Das E-Mail, das Joe Kaeser vor ein paar Tagen in seinem Posteingang fand, war unmissverständlich: Wegen seines Engagements für die Seenotretterin Carola Rackete werde der Chef des deutschen Siemens-Konzerns «der nächste Lübcke» sein. Gezeichnet: adolf.hitler@nsdap.de.
Noch vor ein paar Wochen wäre Empörung die einzige Reaktion auf einen solchen Drohbrief gewesen. Doch seit der Nacht zum 2. Juni 2019 ist alles anders – jetzt geht die Angst um in der Bundesrepublik.
An jenem Tag wurde der Kasseler Regierungspräsident Walter Lübcke aus nächster Nähe erschossen. Die Bundesanwaltschaft hält den vorbestraften Rechtsextremisten Stefan E. trotz Widerruf seines Geständnisses weiterhin für dringend tatverdächtig.
Justiz blieb untätig
Im Internet wird der mutmassliche Mörder als Held und Vorbild gefeiert. Die Zahl der anonymen und längst nicht nur rhetorischen Drohungen im Netz gegen Politiker, Journalisten, Aktivisten und Andersdenkende wächst.
Weil dies nicht nur nach Ansicht von Nordrhein-Westfalens Justizminister Peter Biesenbach «eine Herausforderung für Demokratie und Rechtsstaat darstellt», beschäftigen sich seit Anfang 2018 zwei Staatsanwälte ausschliesslich mit der strafrechtlichen Verfolgung von Hass und Hetze in sozialen Netzwerken. Andere Bundesländer wollen dem Beispiel des grössten deutschen Bundeslandes folgen.
In der Vergangenheit blieb die Justiz selbst dann noch untätig, wenn Kanzlerin Angela Merkel in Sachsen mit wütendem «Fotze, hau ab»-Gebrüll empfangen oder am Galgen baumelnd als Souvenirfigur verkauft wurde. Diese Zeiten sind wohl vorbei.
1200 politisch motivierte Angriffe
Das erste Fanal war der Messerangriff eines Rechtsextremisten vom 17. Oktober 2015 auf die Kölner Oberbürgermeisterin Henriette Reker. Sie überlebte nur knapp.

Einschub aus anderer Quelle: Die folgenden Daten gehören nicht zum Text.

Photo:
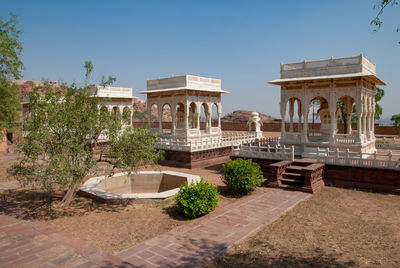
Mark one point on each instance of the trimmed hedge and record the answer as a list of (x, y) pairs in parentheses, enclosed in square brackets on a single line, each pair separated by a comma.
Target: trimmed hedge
[(198, 199), (242, 176)]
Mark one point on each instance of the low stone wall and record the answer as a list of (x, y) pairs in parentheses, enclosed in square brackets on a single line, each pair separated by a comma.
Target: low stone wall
[(372, 179), (276, 127), (376, 179), (197, 159)]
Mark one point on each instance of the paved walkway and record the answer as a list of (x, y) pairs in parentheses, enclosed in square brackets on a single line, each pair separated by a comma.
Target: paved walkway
[(28, 243), (194, 244)]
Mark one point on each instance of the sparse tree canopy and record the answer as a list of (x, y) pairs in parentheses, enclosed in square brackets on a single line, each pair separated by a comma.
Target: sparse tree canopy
[(382, 5), (379, 94), (396, 119), (10, 68), (62, 130)]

Allein im letzten Jahr wurden auf kommunaler Ebene 1200 politisch motivierte Angriffe registriert. «Kommunalpolitiker in Deutschland zu sein», konstatierte die konservative «Frankfurter Allgemeine Zeitung», «ist ein gefährlicher Beruf geworden».
Unter dem Absender NSU 2.0 wurden Drohbriefe an eine türkischstämmige Anwältin der Opfer rechtsextremer Gewalt verschickt – von einem Frankfurter Polizeicomputer! Der ursprüngliche «Nationalsozialistische Untergrund» hatte zwischen den Jahren 2000 und 2007 neun Migranten und eine Polizistin ermordet.
Rechte sammeln 10'000 Schuss Munition
In Mecklenburg-Vorpommern hatten rechte Politiker und Anwälte, Kriminalbeamte und Bundeswehrsoldaten des «Kommandos Spezialkräfte» die Namen von etwa 25'000 «Volksfeinden» und 10'000 Schuss gestohlener Munition gesammelt. Für den Tag X war der Einkauf von 200 Leichensäcken und Ätzkalk geplant.
Mit Tätern wie diesen will die Alternative für Deutschland (AfD) offiziell nichts zu tun haben. Dafür zielen die Rechtspopulisten mit Lügen und Geschichtsklitterung auf das Herz der bürgerlichen Mitte.
Ihr Fraktionsvorsitzender Alexander Gauland etwa beschrieb die zwölfjährige Nazi-Diktatur als «Vogelschiss» in der ansonsten makellosen deutschen Geschichte. Bei den Landtagswahlen im September dürfte ihm das nicht schaden. Demoskopen halten den Aufstieg der AfD zur grössten Partei in Brandenburg und Sachsen für möglich.